Guillén: What I appreciated about your documentary is its stance of enthusiasm as criticism. Do you have anything to say about the responsibility of film writers or journalists or critics to advance the story of film?

Cousins: I know that the film writing I really enjoy is enthusiastic. I love François Truffaut's writing on cinema. I quoted a bit of it in
The Story of Film when he's talking about Johnny Guitar. I love the passionate film criticism of Manny Farber. I love that thing that Rilke says: "Pray, poet, what do you do?" "I praise." So there's a degree of praise going on in The Story of Film. Beyond that, I don't think I have a good answer to your question other than to say that I would like film writers to write as well as possible about this medium and whatever mode they choose is fine.

Guillén: Finally, before we leave here, can you talk about your involvement with the 8½ Foundation?

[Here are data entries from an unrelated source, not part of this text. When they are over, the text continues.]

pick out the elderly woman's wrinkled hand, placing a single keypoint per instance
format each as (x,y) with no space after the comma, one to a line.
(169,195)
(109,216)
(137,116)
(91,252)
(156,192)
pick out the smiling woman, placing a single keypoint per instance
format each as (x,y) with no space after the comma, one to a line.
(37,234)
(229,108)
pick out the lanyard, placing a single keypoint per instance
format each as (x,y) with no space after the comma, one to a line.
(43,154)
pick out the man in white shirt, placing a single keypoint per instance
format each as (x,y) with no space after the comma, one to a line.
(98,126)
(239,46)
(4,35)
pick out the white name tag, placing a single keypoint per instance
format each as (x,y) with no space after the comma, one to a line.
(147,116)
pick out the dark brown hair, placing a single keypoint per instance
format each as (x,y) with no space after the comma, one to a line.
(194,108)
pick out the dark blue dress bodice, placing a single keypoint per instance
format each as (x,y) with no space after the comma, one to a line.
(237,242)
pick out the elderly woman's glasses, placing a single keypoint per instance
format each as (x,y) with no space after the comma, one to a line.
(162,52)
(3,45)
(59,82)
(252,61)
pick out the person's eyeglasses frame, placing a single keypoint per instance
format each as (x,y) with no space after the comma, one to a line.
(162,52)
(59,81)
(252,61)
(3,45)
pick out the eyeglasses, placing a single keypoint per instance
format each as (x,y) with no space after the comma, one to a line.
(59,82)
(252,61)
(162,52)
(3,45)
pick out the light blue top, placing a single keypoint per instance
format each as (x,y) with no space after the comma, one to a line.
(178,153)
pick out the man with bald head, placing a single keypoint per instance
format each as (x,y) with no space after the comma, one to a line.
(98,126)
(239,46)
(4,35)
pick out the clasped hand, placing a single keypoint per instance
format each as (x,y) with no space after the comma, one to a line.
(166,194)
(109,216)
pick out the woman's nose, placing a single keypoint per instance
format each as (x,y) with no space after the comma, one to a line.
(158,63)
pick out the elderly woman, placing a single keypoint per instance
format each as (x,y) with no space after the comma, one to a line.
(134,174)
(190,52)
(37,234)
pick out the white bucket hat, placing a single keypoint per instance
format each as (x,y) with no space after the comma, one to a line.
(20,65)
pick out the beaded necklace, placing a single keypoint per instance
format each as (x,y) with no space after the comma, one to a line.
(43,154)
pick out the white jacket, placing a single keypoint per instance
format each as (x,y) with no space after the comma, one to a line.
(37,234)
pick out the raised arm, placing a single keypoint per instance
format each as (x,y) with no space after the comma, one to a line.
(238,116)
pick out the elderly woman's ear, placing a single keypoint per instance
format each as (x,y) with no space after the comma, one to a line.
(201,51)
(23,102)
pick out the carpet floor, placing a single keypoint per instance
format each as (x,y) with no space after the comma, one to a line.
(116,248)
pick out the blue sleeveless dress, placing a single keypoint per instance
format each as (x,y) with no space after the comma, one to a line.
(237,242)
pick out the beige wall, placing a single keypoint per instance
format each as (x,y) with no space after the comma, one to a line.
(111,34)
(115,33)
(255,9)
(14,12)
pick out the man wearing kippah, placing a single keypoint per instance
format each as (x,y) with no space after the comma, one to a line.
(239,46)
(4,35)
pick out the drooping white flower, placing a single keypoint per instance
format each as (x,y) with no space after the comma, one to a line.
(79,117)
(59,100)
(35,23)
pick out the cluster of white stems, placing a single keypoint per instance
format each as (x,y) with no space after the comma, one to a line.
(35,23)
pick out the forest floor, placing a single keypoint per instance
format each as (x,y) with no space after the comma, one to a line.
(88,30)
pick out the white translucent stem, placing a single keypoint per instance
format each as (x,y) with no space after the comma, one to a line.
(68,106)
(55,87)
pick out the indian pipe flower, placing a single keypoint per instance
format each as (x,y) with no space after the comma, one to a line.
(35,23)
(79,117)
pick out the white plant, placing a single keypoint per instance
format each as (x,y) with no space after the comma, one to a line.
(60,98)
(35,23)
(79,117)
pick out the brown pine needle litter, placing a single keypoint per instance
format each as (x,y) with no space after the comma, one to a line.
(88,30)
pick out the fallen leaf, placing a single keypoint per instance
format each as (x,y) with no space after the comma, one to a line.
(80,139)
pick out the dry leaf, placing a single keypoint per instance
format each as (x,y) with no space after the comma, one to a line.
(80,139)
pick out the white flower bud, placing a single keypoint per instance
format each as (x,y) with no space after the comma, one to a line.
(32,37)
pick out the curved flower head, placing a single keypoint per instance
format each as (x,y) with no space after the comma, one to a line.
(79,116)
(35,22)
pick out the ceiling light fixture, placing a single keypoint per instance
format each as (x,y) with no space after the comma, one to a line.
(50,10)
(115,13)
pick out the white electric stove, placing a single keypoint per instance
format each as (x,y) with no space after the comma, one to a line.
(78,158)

Cousins: The 8½ Foundation was created by Tilda Swinton and me. We discovered that we both fell in love with movies about the same time, when we were eight-and-a-half. Tilda's son asked her once, "Mummy, what did people dream about before the movies were invented?" These things came together and made us think that maybe around the age of eight-and-a-half is a kind of threshold moment; a perfect time to fall in love with cinema before you become a teenager and try to be too cool. We decided to invent a movie bar mitzvah; an initiation into the world of cinema. The 8½ Foundation takes place in Scotland, though we've had offers to repeat it elsewhere. Children—when they're reaching the age of eight-and-a-half—log onto our website, which is set up as a magical world with little projectors in a midnight forest where there are clips of films that Tilda and I particularly love. If these children want to see any of these films or get one of them for their eight-and-a-half birthday, they write a handwritten letter to us. I get hundreds of letters now with drawings and everything. We wrap the film up in sparkly paper and send it off to the child. The idea behind all this is not simply to give the child a beautiful film—and it's a Chinese film or an Iranian film or a West African film—but it's also about appetite generation. As I mentioned earlier, in this modern day when everything is so accessible, if you have to write a letter, send it off and then wait for three weeks before the film arrives, there's a sense of build-up there and, hopefully, that's fun.